Figure 7: BAG3 is required for GZ17-6.02 -induced autophagy and tumor cell killing. (A) MCF7 and ZR75-1 cells were treated with vehicle control, GZ17-6.02 (2 μM), palbociclib (100 nM) or the drugs in combination as indicated for 2 h, 4 h and 6 h. At each time point the cells were fixed in place and immunostaining performed to determine the expression of BAG3 and ERK2. (n = 3 +/− SD). #p < 0.05 greater than vehicle control. (B) MCF7 cells were transfected with a scrambled siRNA or with an siRNA molecule to knock down BAG3, and in parallel transfected with a plasmid to express LC3-GFP-RFP. After 24 h, cells were treated with vehicle control, GZ17-6.02 (2 μM), palbociclib (100 nM) or the drugs combined for 4 h and for 8 h. The number of intense staining GFP+ and RFP+ punctae were determined randomly in at least 50 cells per time point and the mean number of punctae per cell determined (n = 3 +/−SD) *p < 0.05 less than corresponding value in siSCR cells; #p < 0.05 greater than corresponding value at 4 h. C. MCF7 and ZR75-1 cells were transfected with a scrambled siRNA or with an siRNA molecule to knock down BAG3. After 24 h, cells were treated with vehicle control, GZ17-6.02 (2 μM), palbociclib (100 nM) or the drugs combined for 24 h. Cells were isolated, and viability determined by trypan blue exclusion. (n = 3 +/− SD). *p < 0.05 less than corresponding value in siSCR cells; #p < 0.05 greater than vehicle control; ##p < 0.05 greater than GZ17-6.02 alone value.
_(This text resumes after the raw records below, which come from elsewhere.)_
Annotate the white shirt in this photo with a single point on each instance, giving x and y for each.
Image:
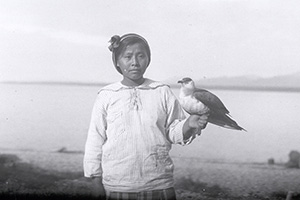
(130, 136)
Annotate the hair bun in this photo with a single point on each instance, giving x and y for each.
(114, 42)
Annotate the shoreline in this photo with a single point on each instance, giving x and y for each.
(193, 180)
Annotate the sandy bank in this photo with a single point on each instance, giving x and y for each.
(195, 179)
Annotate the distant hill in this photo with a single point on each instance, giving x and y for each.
(289, 82)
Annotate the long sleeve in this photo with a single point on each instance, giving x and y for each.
(175, 120)
(95, 139)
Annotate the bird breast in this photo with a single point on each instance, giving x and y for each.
(192, 105)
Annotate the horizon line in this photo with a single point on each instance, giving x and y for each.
(206, 86)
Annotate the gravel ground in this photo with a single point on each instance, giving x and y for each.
(195, 178)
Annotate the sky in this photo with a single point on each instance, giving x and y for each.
(67, 40)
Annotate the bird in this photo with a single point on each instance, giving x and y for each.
(196, 101)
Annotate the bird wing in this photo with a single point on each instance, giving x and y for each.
(210, 100)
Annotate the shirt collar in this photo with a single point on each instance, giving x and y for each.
(148, 84)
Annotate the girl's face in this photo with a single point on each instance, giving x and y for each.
(133, 62)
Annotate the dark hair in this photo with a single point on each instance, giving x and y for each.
(118, 44)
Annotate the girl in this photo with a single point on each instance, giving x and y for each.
(133, 125)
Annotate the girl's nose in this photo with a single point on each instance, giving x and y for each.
(134, 61)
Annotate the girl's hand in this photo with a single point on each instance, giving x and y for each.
(193, 125)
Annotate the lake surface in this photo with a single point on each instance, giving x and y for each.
(45, 118)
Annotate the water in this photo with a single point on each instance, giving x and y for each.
(45, 118)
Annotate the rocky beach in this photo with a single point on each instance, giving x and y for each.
(59, 175)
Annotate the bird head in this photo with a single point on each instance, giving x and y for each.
(187, 83)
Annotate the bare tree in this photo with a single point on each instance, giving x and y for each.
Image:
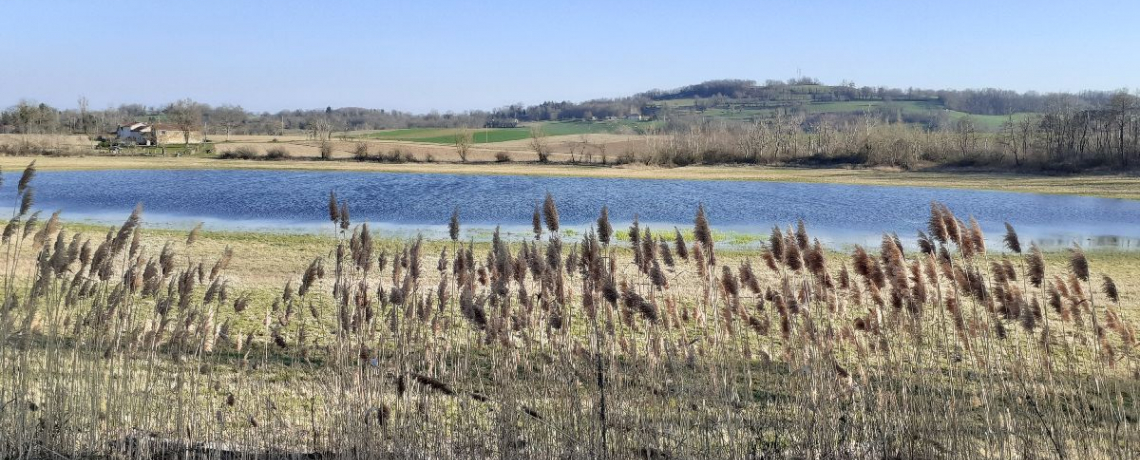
(463, 141)
(1121, 106)
(966, 131)
(186, 115)
(229, 117)
(538, 144)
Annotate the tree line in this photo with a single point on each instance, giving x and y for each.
(1066, 136)
(41, 118)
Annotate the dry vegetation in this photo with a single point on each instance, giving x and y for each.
(130, 346)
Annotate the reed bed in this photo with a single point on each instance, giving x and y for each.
(550, 347)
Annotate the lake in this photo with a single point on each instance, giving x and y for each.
(405, 204)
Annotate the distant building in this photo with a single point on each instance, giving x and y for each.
(502, 123)
(151, 134)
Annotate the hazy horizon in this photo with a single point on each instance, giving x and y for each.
(452, 56)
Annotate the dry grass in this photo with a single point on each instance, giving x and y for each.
(1115, 186)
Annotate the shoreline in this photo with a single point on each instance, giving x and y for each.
(1102, 186)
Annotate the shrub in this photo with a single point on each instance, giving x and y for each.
(360, 152)
(277, 153)
(241, 153)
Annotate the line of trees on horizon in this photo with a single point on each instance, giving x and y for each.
(33, 117)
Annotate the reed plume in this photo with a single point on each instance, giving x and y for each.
(1109, 288)
(1011, 240)
(536, 222)
(26, 178)
(551, 213)
(194, 235)
(334, 211)
(604, 230)
(1077, 263)
(678, 245)
(453, 226)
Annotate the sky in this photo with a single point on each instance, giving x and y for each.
(453, 56)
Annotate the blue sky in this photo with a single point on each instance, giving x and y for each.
(461, 55)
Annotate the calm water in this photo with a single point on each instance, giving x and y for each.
(409, 203)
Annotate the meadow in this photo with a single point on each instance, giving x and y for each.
(133, 343)
(498, 134)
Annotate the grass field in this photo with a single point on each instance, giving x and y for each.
(737, 111)
(228, 345)
(1108, 186)
(499, 134)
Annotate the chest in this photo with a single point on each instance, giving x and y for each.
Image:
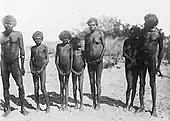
(38, 51)
(151, 36)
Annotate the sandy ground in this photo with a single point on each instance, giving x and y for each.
(112, 99)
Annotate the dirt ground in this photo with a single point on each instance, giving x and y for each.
(112, 98)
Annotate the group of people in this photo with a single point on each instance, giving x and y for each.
(72, 55)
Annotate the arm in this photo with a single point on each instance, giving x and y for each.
(104, 46)
(46, 60)
(124, 51)
(3, 39)
(56, 56)
(31, 63)
(22, 52)
(160, 54)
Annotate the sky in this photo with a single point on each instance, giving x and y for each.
(53, 16)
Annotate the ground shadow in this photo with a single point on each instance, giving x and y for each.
(107, 100)
(54, 99)
(17, 102)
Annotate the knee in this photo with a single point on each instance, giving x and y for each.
(74, 87)
(152, 84)
(43, 89)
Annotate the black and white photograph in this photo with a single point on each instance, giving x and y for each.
(84, 60)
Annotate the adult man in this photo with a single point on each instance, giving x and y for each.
(11, 47)
(150, 39)
(94, 51)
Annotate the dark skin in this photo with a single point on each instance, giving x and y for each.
(151, 38)
(12, 47)
(38, 62)
(63, 59)
(94, 51)
(78, 66)
(129, 52)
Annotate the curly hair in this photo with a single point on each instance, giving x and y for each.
(93, 20)
(9, 19)
(64, 34)
(37, 34)
(151, 20)
(134, 31)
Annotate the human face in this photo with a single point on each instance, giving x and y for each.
(8, 26)
(92, 26)
(38, 40)
(66, 39)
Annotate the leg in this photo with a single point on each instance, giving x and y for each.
(152, 74)
(36, 90)
(99, 70)
(66, 91)
(16, 74)
(74, 80)
(142, 75)
(92, 83)
(81, 80)
(61, 78)
(43, 89)
(5, 81)
(134, 84)
(129, 85)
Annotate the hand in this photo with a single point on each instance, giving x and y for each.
(22, 71)
(39, 71)
(133, 61)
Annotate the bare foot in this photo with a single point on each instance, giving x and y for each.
(24, 112)
(140, 110)
(66, 108)
(154, 113)
(37, 109)
(130, 108)
(6, 113)
(48, 110)
(97, 107)
(61, 108)
(81, 107)
(125, 107)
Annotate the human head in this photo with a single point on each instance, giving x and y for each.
(151, 21)
(134, 31)
(38, 37)
(9, 22)
(92, 23)
(65, 36)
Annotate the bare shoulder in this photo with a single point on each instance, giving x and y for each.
(44, 46)
(17, 33)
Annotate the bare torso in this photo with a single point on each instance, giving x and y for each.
(64, 57)
(39, 56)
(94, 45)
(10, 49)
(151, 40)
(78, 60)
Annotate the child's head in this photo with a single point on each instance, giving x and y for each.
(92, 23)
(151, 21)
(38, 37)
(9, 22)
(65, 36)
(134, 31)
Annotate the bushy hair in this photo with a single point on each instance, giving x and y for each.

Figure 8: BAG3 is essential for the GZ17-6.02-induced eIF2α S51 phosphorylation and expression of GRP78. MCF7 and ZR75-1 cells were transfected with a scrambled siRNA or with an siRNA knock down BAG3. After 24 h, cells were treated with vehicle control, GZ17-6.02 (2 μM), palbociclib (100 nM), 5FU (25 μM) or the drugs in combination as indicated for 6 h. Cells were fixed in place and immunostaining performed to determine the expression and phosphorylation of the indicated proteins. (n = 3 +/−SD). #p < 0.05 greater than vehicle control; *p < 0.05 less than vehicle control; ¶p < 0.05 less than corresponding value in siBAG3 cells; †p < 0.05 greater than corresponding value in siSCR cells.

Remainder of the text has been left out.